Younger’s priority will be introducing legislation that outlaws sex-altering surgery on children. Texas State Senator Bob Hall proposed similar legislation in Senate Bill 1311 last year, but it failed to pass.

“Establishment Republicans had big problems with criminal penalties for sexually mutilating kids,” Younger added.

Bob Hall told The Dallas Express that he tried very hard to get SB 1311 approved.

“I had the bill,” he said. “I carried the bill to stop the mutilation of kids under 18 years old. This is not a discrimination thing.

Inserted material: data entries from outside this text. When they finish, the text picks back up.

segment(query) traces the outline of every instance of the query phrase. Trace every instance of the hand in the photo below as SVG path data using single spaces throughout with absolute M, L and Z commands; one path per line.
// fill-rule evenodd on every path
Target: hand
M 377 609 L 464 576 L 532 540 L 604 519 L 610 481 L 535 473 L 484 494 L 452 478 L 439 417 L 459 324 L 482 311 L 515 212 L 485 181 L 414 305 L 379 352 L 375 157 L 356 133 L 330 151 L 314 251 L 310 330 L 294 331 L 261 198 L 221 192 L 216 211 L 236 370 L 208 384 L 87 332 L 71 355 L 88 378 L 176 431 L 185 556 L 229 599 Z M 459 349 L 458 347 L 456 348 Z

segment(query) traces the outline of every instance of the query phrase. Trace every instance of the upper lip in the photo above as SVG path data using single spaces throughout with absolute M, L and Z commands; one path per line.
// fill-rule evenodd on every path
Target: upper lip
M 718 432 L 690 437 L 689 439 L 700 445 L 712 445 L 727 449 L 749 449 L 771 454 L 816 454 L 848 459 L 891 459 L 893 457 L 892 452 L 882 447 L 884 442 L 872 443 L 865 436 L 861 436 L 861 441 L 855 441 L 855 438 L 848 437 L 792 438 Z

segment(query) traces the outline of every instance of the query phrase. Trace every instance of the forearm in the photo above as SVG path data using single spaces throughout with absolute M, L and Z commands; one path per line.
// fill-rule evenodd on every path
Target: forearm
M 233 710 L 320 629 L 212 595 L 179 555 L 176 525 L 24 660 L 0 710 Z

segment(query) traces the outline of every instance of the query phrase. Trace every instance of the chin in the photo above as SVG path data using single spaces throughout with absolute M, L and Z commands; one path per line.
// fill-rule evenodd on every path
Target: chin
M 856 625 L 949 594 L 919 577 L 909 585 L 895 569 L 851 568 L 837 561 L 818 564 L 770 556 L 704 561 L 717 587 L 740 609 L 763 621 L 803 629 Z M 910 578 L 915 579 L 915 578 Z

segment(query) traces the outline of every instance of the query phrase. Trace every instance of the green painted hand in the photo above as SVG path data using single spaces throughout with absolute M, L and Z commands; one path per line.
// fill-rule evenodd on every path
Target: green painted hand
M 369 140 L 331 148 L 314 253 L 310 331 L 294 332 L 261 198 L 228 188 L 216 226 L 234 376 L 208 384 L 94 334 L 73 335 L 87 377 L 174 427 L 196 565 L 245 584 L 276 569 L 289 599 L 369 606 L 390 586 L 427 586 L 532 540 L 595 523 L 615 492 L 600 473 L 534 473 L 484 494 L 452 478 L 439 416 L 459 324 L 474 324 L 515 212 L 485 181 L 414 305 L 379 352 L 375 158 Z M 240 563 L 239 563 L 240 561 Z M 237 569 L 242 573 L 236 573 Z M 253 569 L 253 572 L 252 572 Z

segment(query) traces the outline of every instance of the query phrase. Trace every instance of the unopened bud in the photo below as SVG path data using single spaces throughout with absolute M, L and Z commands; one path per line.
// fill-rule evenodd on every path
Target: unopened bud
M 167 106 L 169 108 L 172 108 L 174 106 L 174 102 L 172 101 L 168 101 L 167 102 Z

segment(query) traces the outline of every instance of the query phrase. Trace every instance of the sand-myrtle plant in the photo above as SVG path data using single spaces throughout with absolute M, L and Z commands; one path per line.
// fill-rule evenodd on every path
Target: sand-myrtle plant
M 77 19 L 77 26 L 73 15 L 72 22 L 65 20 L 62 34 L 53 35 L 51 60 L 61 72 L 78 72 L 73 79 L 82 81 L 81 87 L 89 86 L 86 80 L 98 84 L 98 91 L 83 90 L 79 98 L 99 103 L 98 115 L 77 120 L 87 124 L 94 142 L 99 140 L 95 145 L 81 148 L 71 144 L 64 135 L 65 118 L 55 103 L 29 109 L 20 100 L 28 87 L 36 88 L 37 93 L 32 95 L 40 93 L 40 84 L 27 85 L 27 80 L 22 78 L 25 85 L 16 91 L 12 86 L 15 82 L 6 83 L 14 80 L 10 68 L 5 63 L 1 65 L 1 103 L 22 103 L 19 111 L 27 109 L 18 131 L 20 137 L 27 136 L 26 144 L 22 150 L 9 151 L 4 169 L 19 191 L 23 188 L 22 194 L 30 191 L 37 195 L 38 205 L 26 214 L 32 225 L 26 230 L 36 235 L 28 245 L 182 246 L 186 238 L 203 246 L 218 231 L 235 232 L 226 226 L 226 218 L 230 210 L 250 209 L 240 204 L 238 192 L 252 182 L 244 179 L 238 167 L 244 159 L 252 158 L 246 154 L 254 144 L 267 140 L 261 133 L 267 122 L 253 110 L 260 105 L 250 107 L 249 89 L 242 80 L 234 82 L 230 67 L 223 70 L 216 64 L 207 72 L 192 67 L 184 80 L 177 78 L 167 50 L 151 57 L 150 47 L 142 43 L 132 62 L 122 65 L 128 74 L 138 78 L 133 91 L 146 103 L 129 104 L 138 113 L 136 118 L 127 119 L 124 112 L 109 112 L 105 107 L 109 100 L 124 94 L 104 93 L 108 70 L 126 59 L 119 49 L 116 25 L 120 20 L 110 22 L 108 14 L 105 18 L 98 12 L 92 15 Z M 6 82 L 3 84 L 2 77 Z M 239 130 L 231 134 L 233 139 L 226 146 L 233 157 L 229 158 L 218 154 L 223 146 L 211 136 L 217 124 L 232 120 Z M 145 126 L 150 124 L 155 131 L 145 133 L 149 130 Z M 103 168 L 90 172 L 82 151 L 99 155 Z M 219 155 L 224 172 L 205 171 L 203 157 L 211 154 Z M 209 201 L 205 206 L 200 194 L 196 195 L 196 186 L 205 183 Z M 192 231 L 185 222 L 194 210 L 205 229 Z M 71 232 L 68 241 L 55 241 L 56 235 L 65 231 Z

This is protecting children because we know this gender dysphoria is something that does happen to kids. They get confused. God doesn’t make us all complete when we’re born. It’s something that happens over time with mental and organ development. It’s called puberty.”

Gender dysphoria, according to the American Psychiatric Association, is a condition of psychological distress experienced by individuals whose gender identities differ from the sex they were assigned at birth.

It’s possible that a child like Younger’s, who was determined to be a male at birth and is allegedly now being socialized as a girl, can still grow up to be heterosexual, according Dr. Grossman.

“But he’ll have a very hard time,” she said. “I think he’ll be very confused and that he’s being set up to have a hard time in life.”

Psychologist Dr. Ken Zucker told the Epoch Times that the results of two studies showed 88% of boys and girls who were experiencing gender dysphoria – but had not yet socially transitioned – later reported as teens and young adults that gender dysphoria was no longer an issue and they were comfortable identifying with the gender they were assumed to be at birth.

“We don’t let children under 18 get tattoos, smoke cigarettes, drink alcohol, or vote, and so, I cannot imagine why we allow their body parts to be cut off,” Hall added. “There was a great outcry about this, and the governor directed the head of Child Protective Services (CPS) to make it child abuse. Until that happened, the CPS policy was to treat parents that did not go along with a child’s desire to transition as child abuse. That was just the opposite.”

Warren Norred, who is campaigning for the District 10 Senate Seat, said that if he is elected and Hall re-introduces the same or similar bill, he would second the motion to enable a floor discussion.

“It is child abuse to take a child’s ephemeral feelings and change their gender based on that,” Norred told The Dallas Express. “Children have to be taught. Some of them are hardwired better than others, and the idea that we should let them make permanent changes to their body on the basis of shallow passing ideas is insane. The adults who think that are clearly not responsible people. It’s crazy.”